The Dome S101, later upgraded and raced as the Dome S101 Hb, S101 Hbi, and the Dome S101.5, is a sports prototype built and designed for use in the LMP1 class of the 24 Hours Of Le Mans, and other similar endurance races. The car was the predecessor to the Dome S102, and the Strakka-Dome S103. The car had its racing debut at the 2001 Barcelona 2 Hours and 30 minutes, the opening round of the 2001 FIA Sportscar Championship, with the Den Blå Avis racing team.

Development

Dome S101hb 
In March 2005, the car was shown to be early in its testing cycle, with the car having been shown testing, in photos released by Dome Co, ahead of the Le Mans Series Prologue at the Circuit Paul Ricard.

Dome S101.5 
Due to new regulations in LMP1 for the upcoming 2007 racing season, which meant that "Hybrid" rules LMP1 cars were to be barred from competing in any ACO Sanctioned event, Dome was forced to create a new variant of the car. In a bid to save costs, the lower half of the S101hb monocoque was retained, while a new double roll hoop assembly was attached, in place of the previously used single roll hoop, and air intake.

Competition History

2001 
The car had its racing debut at the 2001 Barcelona 2 Hours and 30 minutes, the opening round of the 2001 FIA Sportscar Championship, with the Den Blå Avis racing team. The car was joined by a second car in the championship, entered by Racing for Holland. The car had its inaugural win at the Mistrovství FIA Sportnovních Vozu, held at the Brno Circuit, in the Czech Republic.

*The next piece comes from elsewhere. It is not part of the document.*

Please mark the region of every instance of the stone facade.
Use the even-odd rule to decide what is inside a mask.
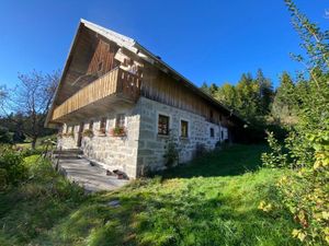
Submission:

FIA Sportscar Championship- SR1 Teams Championship

2002 
Racing for Holland re-entered their Dome chassis into the 2002 FIA Sportscar Championship, securing 1st in the Teams Championship. Dome won the 2002 FIA Sportscar Constructors Championship.

2003 
Racing for Holland would re-enter their Dome chassis into the 2003 FIA Sportscar Championship, winning the title for a 2nd Consecutive Year.